# Remembering Spring.



## John_O (Dec 1, 2012)

With winter coming for most of us, here are a few my spring time images.


----------



## Gumby (Dec 1, 2012)

These are excellent, John!  Really nice.


----------



## John_O (Dec 1, 2012)

Thank you!


----------



## tepelus (Dec 1, 2012)

Very nice. I especially like the butterfly.


----------



## Abbey08 (Dec 1, 2012)

My favorite also is the butterfly, mainly because there is the flower to the left of it that gives the image a sense of place. Very nice.

Lorraine


----------



## John_O (Dec 1, 2012)

Thank you Lorraine


----------



## John_O (Dec 1, 2012)

tepelus said:


> Very nice. I especially like the butterfly.
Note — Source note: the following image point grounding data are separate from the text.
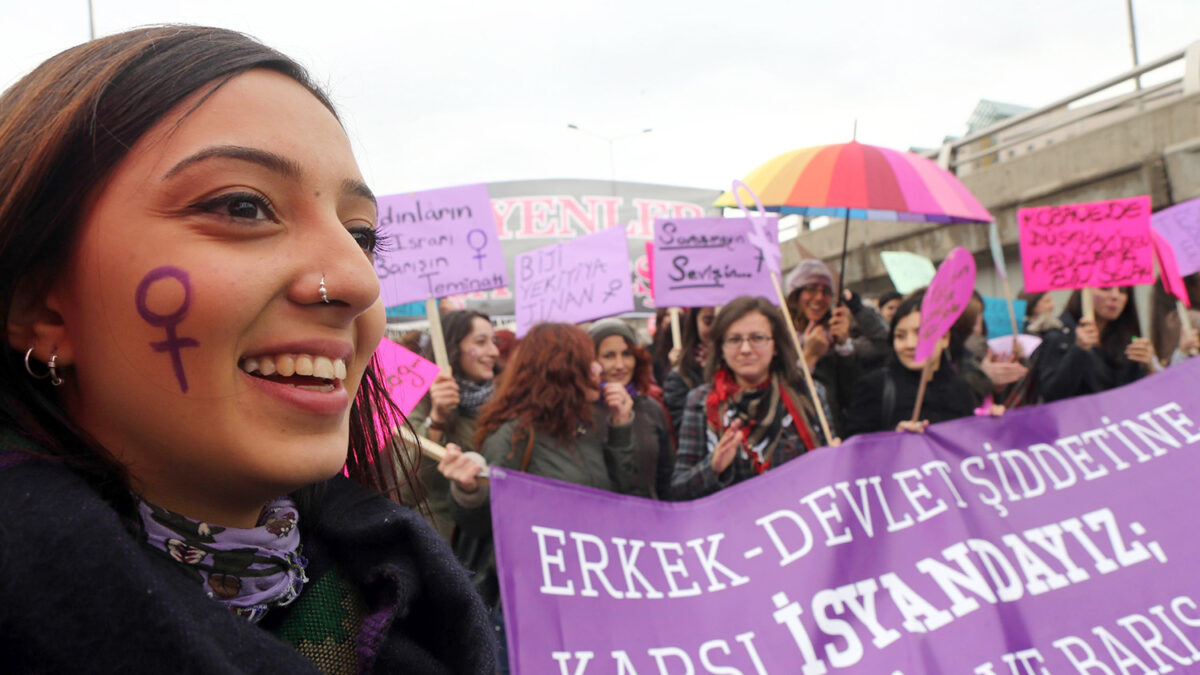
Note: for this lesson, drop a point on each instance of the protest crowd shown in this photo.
(727, 402)
(235, 483)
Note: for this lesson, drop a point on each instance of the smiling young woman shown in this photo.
(191, 306)
(753, 414)
(627, 363)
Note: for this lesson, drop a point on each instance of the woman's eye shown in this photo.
(238, 205)
(367, 239)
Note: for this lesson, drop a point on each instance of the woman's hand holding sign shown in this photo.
(727, 447)
(460, 467)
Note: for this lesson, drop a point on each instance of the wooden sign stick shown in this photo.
(927, 374)
(1012, 315)
(436, 338)
(799, 352)
(676, 340)
(1186, 328)
(1089, 304)
(433, 451)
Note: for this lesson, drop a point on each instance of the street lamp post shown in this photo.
(611, 141)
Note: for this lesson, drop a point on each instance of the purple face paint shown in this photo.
(173, 344)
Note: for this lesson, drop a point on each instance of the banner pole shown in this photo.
(436, 338)
(799, 352)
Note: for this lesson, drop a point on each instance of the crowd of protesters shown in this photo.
(595, 407)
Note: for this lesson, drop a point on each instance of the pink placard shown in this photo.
(438, 243)
(946, 298)
(1095, 244)
(1180, 226)
(406, 376)
(579, 280)
(709, 261)
(1169, 269)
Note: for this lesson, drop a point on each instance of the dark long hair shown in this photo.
(63, 130)
(1119, 332)
(783, 363)
(689, 341)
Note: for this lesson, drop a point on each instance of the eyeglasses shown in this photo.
(756, 340)
(817, 288)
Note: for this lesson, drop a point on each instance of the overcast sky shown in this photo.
(443, 93)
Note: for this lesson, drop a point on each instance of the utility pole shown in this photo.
(612, 142)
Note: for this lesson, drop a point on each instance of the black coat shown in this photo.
(873, 408)
(1063, 369)
(82, 592)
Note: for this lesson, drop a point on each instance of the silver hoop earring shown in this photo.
(29, 369)
(54, 374)
(51, 369)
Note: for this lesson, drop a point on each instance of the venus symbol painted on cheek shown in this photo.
(173, 344)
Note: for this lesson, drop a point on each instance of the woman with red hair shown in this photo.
(541, 420)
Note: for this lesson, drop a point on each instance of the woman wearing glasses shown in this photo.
(751, 416)
(835, 357)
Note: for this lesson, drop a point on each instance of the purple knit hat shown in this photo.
(810, 272)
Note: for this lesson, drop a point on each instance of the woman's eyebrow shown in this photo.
(277, 163)
(359, 189)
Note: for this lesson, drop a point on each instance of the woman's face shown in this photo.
(748, 348)
(204, 356)
(617, 359)
(889, 309)
(1045, 305)
(478, 352)
(705, 324)
(1109, 303)
(815, 299)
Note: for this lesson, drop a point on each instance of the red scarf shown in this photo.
(760, 408)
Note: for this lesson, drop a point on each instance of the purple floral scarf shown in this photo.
(249, 571)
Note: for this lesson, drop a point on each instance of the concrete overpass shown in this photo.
(1077, 149)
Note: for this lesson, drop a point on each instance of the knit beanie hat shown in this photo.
(810, 272)
(607, 327)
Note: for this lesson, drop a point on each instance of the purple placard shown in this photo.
(1180, 226)
(577, 280)
(1044, 537)
(946, 298)
(438, 243)
(709, 261)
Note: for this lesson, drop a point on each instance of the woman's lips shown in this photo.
(330, 399)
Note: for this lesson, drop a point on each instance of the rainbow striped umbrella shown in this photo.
(862, 181)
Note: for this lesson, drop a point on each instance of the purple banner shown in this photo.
(709, 261)
(438, 243)
(1054, 539)
(1180, 226)
(579, 280)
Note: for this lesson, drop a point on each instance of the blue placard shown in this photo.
(995, 315)
(411, 309)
tepelus, your avatar would make an awesome tattoo!!!  It would be a  very nice back peice! LOL


----------



## vangoghsear (Dec 2, 2012)

Nice closeup photography.


----------



## John_O (Dec 2, 2012)

Thanks!


----------



## dolphinlee (Jan 5, 2013)

I think that these are particularly wonderful. 
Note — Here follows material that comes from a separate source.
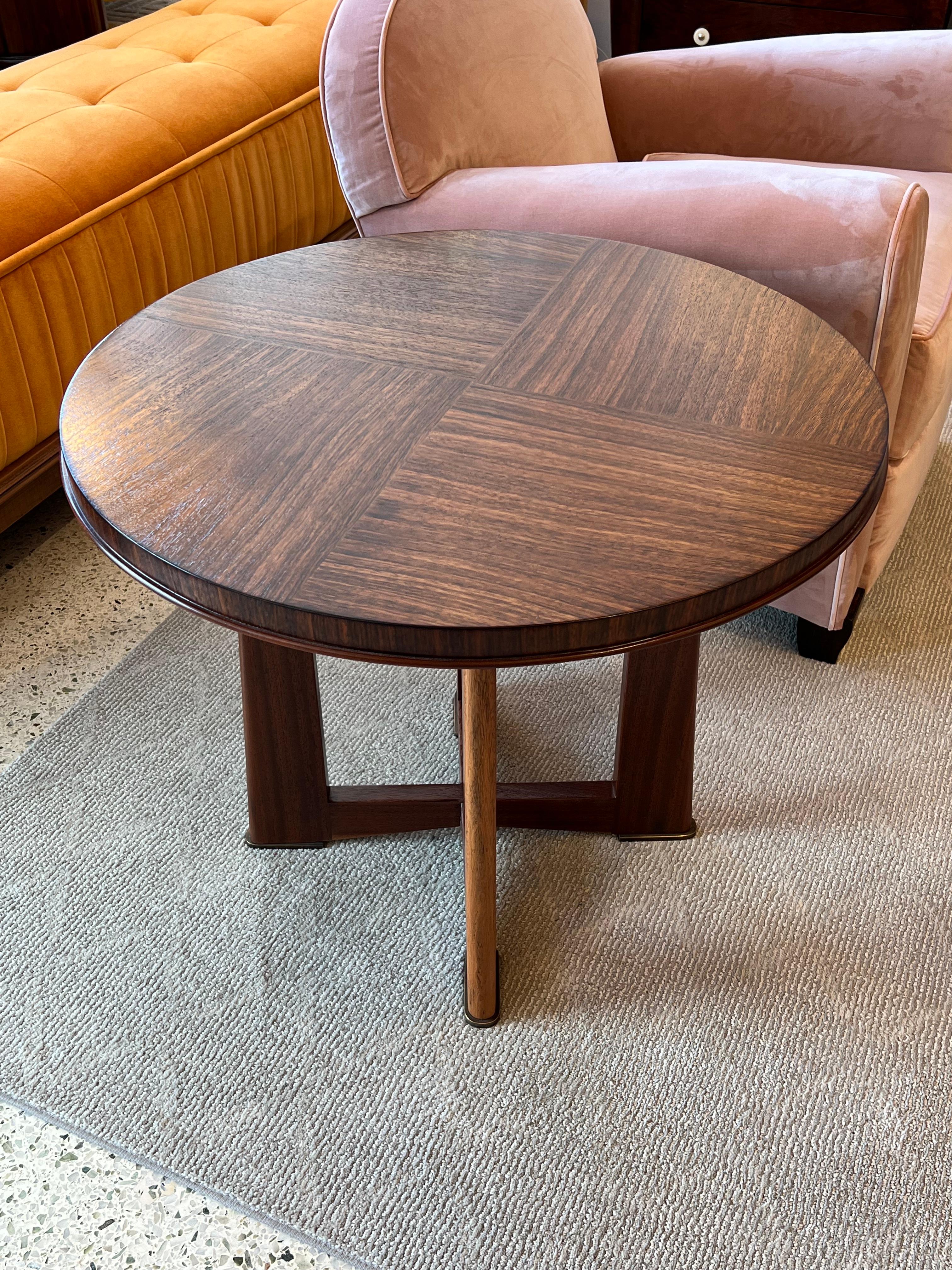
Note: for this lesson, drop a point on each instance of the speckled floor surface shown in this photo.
(68, 616)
My favourite has to be the third one of the bee's bottom. What a terrible way to describe this incredible picture. When I look at it I feel like I am flying behind the bee.


----------



## Trilby (Jan 5, 2013)

Great pictures, so clear and detailed, love the soft focus background - you must have some camera.


----------



## allyson17white (Jan 6, 2013)

pretty, pretty!


----------